CDH1 coding exons (1-16) and flanking regions were simultaneously amplified at the annealing temperature of 60°C, with the AmpliTaq Gold kit (Applied Biosystems; Thermo Fisher Scientific, Inc., Waltham, MA, USA). Sequencing was performed on purified PCR products by using BigDye^® Terminator v.3.1 Cycle Sequencing kit (Thermo Fisher Scientific, Inc.) and run on the 3500 Dx Genetic Analyzer (Life Technologies) after purification with Agencourt CleanSeq^®-Beckman Coulter. Sequences were analyzed by Mutation Surveyor^® Software v5.1.0 (SoftGenetics, LLC, State College, PA, USA). The same method was applied to confirm the BRCA2 mutation identified in case 2 by NGS. Primers are available on request.

Multiplex Ligation-Dependent Probe Amplification

The analysis of large deletions and duplications of CDH1, BRCA1, and BRCA2 was carried out on the DNA extracted from peripheral blood with the CDH1 SALSA MLPA KIT - P083 (C2), BRCA1 SALSA MLPA KIT - P002 (D1), BRCA2 SALSA MLPA KIT - P045 (C1) probemixes (MRC-Holland, Amsterdam, Netherlands), following manufacturer’s instructions. MLPA products were run on the 3730Xl DNA Analyzer (Applied Biosystems; Thermo Fisher Scientific, Inc., Waltham, Massachusetts, United States) with the Gene Mapper Module (Applied Biosystems; Thermo Fisher Scientific, Inc.). Results were analyzed through the Gene Marker Software v2.7.0 (SoftGenetics, LLC, State College, PA, USA).
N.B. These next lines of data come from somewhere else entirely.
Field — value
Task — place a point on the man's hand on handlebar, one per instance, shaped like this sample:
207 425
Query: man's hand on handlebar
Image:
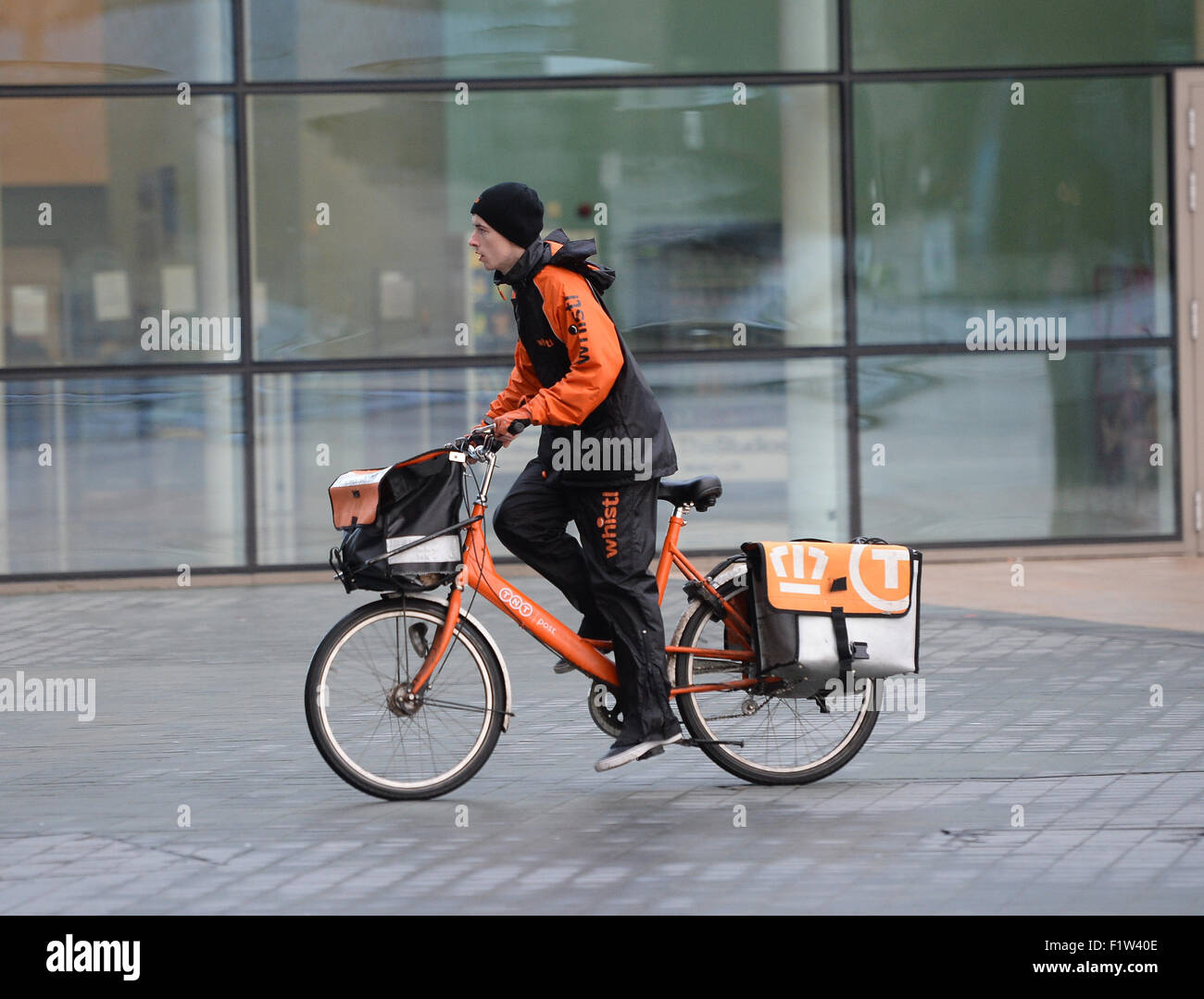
509 425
Next-Generation Sequencing

Approximately 10–25 ng of dsDNA, according to Qubit dsDNA HS assay kits fluorometric quantification (Thermo Fisher Scientific Inc.), were amplified in multiplex reactions, spanning the entire coding region of the BRCA1 and BRCA2 genes, including flanking intronic sequences (+/-20bp). The NGS library was created using TruSeq Custom Amplicon v.1.2 (TSCA) technology (Illumina Inc., San Diego, CA, USA), and sequencing was performed on MiSeq (Illumina Inc.), using a 2 × 150 bp paired-end module. Data collection was done with the MiSeq Reporter (MSR) software v.2.6.2.3. The run quality was evaluated by Illumina Sequencing Analysis Viewer v.1.9.1, while the annotation of the vcf files was performed with a customized bioinformatics pipeline. Paired-end reads were mapped on the Human hg19 genome. A full coverage of the coding regions was obtained, with a minimum read depth of 50X and an average read depth of 3,500X/sample.

Variant Classification

The identified genetic variants were divided into five classes according to the International Agency for Research on Cancer (IARC) recommendations (7) and classified in accordance with the guidelines of the American College of Medical Genetics (ACMG) (8) and the most recent guidelines on CDH1 variant classification (9). The BRCA2 variant was also classified according to the ENIGMA Consortium guidelines (10), obtaining the same class of pathogenicity.

Results

Patient 1

We herein described the case of a 63-year-old man showing unilateral gynecomastia in the right breast and an underlying palpable nodule. Ultrasound examination showed an irregular right periareolar hypoechogenic nodular formation of 23 mm with suspected posterior extension. In the homolateral axillary site, a possible adenopathy of approximately 10 mm was visible. In December 2016, he underwent right mastectomy; sentinel lymph node biopsy intraoperative examination revealed metastatic cancer cells and, subsequently, complete axillary lymphadenectomy.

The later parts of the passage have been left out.